CVPR 2023: A Comprehensive Tour and Recent Advancements toward Real-world Visual Geo-Localization

Tutorial description

Image-based geo-localization is the problem of estimating the precise geo-location of a new captured image, by searching and matching this image against a geo-referenced 2D-3D database. Localizing a ground image within a large-scale environment is crucial to many applications, including autonomous vehicles, robotics, wide area augmented reality etc.. It typically involves two steps: (1) coarse search (or geo-tagging) of the 2D input image to find a set of candidate matches from the database, (2) fine alignment performs 2D-3D verification for each candidate and returns the best match with refined 3D pose. Most works consider this problem by matching the input image to a database collected from similar ground viewpoints and same sensor modality (camera). Although these methods show good localization performance, their applications are limited by the difficulty in collecting and updating reference ground images covering a large area from all ground view-points and for all different weather and time of day/ year conditions.

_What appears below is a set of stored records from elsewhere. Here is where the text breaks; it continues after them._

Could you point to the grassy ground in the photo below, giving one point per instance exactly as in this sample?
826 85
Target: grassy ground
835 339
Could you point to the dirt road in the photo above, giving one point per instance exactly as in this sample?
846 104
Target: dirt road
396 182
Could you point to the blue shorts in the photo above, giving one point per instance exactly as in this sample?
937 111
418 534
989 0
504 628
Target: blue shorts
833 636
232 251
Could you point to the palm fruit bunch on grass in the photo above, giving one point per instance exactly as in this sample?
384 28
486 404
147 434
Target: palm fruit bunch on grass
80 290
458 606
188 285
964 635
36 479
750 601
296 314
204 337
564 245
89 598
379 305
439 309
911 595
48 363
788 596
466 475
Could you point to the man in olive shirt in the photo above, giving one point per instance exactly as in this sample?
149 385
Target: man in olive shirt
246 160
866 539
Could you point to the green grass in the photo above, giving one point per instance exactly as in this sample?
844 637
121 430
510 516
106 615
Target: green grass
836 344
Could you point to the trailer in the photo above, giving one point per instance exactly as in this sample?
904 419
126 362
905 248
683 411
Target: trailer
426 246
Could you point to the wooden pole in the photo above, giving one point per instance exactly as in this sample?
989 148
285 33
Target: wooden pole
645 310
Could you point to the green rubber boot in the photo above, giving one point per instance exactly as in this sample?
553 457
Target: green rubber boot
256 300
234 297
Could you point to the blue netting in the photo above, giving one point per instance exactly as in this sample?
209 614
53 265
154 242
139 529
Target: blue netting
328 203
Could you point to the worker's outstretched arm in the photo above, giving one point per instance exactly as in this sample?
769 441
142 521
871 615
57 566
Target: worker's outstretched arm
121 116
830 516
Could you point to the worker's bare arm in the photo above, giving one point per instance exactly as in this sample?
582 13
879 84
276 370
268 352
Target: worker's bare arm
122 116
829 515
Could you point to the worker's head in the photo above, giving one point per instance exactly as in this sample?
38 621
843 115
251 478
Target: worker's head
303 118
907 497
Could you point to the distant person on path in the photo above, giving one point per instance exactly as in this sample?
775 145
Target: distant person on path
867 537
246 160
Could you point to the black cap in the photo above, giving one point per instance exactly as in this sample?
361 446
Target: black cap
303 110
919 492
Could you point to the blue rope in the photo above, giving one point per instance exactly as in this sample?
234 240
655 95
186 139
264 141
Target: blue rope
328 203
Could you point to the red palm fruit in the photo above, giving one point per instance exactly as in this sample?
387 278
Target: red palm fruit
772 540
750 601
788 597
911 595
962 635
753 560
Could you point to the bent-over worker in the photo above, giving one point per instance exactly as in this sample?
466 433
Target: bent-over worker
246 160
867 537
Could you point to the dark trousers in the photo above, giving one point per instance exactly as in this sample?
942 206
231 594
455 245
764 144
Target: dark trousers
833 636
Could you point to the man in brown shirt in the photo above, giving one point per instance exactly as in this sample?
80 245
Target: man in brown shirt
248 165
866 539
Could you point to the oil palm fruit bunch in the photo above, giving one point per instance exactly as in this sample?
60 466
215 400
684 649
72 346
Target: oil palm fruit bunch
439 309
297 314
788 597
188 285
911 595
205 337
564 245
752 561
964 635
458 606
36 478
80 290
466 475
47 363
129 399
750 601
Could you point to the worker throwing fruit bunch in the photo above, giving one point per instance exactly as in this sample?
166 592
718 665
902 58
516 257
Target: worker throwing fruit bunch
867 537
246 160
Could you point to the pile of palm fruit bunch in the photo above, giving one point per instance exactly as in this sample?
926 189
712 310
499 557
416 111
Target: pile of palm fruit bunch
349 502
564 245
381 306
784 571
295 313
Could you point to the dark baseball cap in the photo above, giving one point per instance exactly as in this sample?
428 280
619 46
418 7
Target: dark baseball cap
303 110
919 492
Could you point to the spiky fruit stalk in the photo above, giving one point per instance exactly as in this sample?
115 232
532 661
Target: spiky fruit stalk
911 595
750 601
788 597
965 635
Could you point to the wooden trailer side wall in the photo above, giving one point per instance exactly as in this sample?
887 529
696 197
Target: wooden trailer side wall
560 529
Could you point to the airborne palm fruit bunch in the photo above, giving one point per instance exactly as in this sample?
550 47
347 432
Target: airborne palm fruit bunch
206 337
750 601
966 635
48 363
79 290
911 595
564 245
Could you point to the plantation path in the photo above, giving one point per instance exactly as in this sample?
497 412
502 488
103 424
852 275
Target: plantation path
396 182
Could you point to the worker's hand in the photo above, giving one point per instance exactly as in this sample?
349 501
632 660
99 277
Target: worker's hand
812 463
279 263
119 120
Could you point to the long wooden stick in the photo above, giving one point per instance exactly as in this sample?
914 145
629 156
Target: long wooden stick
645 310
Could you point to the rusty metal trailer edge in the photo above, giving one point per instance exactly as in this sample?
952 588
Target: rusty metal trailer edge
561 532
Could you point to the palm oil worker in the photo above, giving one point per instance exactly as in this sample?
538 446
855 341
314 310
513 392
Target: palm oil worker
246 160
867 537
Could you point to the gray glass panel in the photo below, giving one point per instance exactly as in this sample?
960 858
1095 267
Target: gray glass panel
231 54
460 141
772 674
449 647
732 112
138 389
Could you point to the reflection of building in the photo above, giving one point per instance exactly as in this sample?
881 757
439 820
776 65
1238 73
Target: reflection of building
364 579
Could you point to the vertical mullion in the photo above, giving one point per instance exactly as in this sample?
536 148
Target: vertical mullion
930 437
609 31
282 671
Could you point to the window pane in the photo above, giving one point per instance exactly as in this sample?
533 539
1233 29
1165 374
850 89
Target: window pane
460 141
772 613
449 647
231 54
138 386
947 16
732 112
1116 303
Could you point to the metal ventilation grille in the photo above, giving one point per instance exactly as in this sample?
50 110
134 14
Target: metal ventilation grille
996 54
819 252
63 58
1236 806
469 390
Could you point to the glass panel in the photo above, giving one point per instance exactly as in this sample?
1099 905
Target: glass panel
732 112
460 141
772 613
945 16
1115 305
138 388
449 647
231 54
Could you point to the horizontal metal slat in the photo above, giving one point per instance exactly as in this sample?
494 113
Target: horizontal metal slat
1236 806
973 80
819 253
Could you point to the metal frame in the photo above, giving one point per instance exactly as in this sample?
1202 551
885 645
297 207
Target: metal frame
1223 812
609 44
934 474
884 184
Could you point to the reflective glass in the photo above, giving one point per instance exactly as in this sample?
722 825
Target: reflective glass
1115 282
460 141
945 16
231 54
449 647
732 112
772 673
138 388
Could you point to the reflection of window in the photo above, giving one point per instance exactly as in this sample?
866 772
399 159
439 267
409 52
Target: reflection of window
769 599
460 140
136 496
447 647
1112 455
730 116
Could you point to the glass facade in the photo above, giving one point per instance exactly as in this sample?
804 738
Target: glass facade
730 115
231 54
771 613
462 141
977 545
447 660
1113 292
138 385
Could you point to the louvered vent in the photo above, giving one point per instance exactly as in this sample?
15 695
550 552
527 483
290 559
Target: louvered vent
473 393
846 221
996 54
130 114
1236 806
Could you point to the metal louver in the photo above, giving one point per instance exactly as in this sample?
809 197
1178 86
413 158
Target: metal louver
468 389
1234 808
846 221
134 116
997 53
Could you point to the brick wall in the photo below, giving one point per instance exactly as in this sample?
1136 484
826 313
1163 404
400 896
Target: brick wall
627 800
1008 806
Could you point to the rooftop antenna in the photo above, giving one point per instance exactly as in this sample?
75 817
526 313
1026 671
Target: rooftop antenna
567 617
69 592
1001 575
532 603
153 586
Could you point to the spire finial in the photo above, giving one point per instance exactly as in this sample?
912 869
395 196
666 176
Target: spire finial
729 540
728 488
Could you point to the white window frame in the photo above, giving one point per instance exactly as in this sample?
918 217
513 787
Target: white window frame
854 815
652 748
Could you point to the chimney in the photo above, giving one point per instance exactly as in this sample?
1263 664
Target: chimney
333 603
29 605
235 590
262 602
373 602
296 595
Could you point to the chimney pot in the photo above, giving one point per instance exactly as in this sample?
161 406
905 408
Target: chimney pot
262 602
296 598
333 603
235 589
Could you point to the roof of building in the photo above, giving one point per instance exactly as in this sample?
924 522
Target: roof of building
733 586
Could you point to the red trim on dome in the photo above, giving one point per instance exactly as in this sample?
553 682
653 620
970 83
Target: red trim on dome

Cross-view and cross-modal visual geo-localization has become a new research field to address this problem. Real-world can be represented in many data modalities that are sensed by disparate sensing devices from different viewpoints. For example, the same scene perceived from a ground camera can be captured as an RGB image or a set of 3D point cloud from an aerial vehicle using LIDAR or motion-imagery or from satellite. Localizing a ground image using an aerial/ overhead geo-referenced database has gained noticeable momentum in recent years, due to significant growth in the availability of public aerial/ overhead data with multiple modalities (such as aerial images from google maps, and USGS 2D and 3D data, Aerial LiDAR data, Satellite 3D Data etc.). Matching a ground image to aerial/ overhead data, whose acquisition is simpler and faster, also opens more opportunities to industrial and consumer applications. However, cross-view and cross-modal visual geo-localization comes with additional technical challenges due to dramatic changes in appearance between the ground image and aerial database, which capture the same scene differently in viewpoints or/and sensor modalities.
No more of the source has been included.